Arwyn came in the door of the hotel and I didn’t make a huge deal of switching windows, but opened the browser.  However not before she stared at the screen for a few seconds, clearly soaking in what it said.  However she didn’t say anything.  Neither did I.  From my perspective, I am not sure what she should expect.  How could she be jealous?  She has not acted like she wanted me in so long.  At least not that way.

It was later that day, we had an argument about something and she suggested that we needed counselling.  And it so happened that her church was willing to pay for 3 counselling sessions for us.  I had no objections to this.  The morning after we had our first night in the hotel room we had even discussed going our separate ways.  Counselling might help us find our way out.

This new counsellor is a woman who does not mince words and does not hesitate to lay things out very succinctly and directly.  Oddly enough, I feel like if we had her in our forst counselling go-round, things MIGHT have been different.  And so we are talking about how to let go, while at the same time she does leave the possibility open for things to be different.  She pointed out that we do have things in common besides the kids.  And we CAN live like room mates under the same roof with the kids, but she pointed out that this only works until one or the other of us meets someone else.  Then things rapidly fall apart.

We have had 2 sessions and after that last session it looked like we had decided to work to part ways.  And maybe it is time.  I have suffered for a long time.  So has she.  We have a chance to do something different and new.  To start over.

But I’ve been thinking.  Arwyn is an attractive person.  Not just as a woman but as a person.  Even though she treats ME as unattractive.  If there was a way.  If only there was a way.
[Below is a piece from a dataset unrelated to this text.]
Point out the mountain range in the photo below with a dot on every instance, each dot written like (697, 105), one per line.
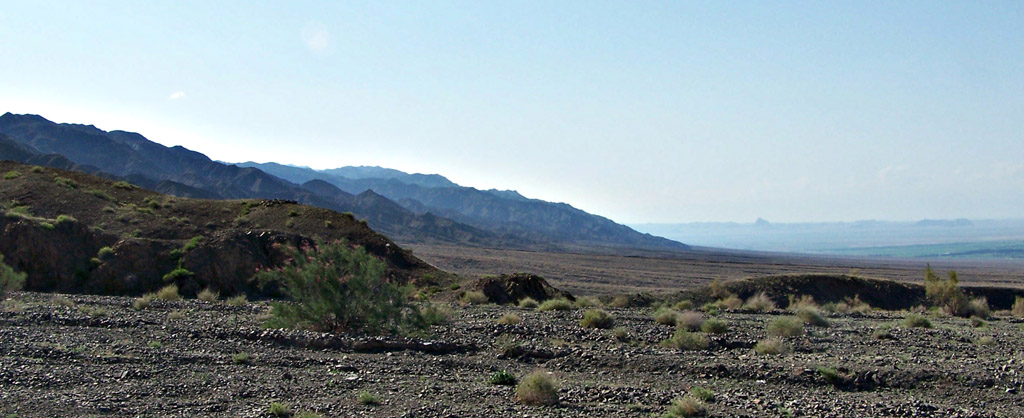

The other day she was trying on some clothes someone had given her and it was a a skirt/blouse outfit.  She came into my room to show me, and she DID look attractive in that outfit.  I felt awash in sadness.  It felt really odd that she was even showing me this and asking if it looked good on her when we had been talking about living in separate houses just a day or two before.

There is still a lot of caring and love there.  But I’m not sure it is enough.  I just don’t have the energy or patience for the bullshit any more.  We did sign on for more counselling on a sort of week-by-week basis. So we shall see.

I have no idea, really.  It would be nice if this could turn around but I’ve been burned SO many times before by this woman. Can people really change that much?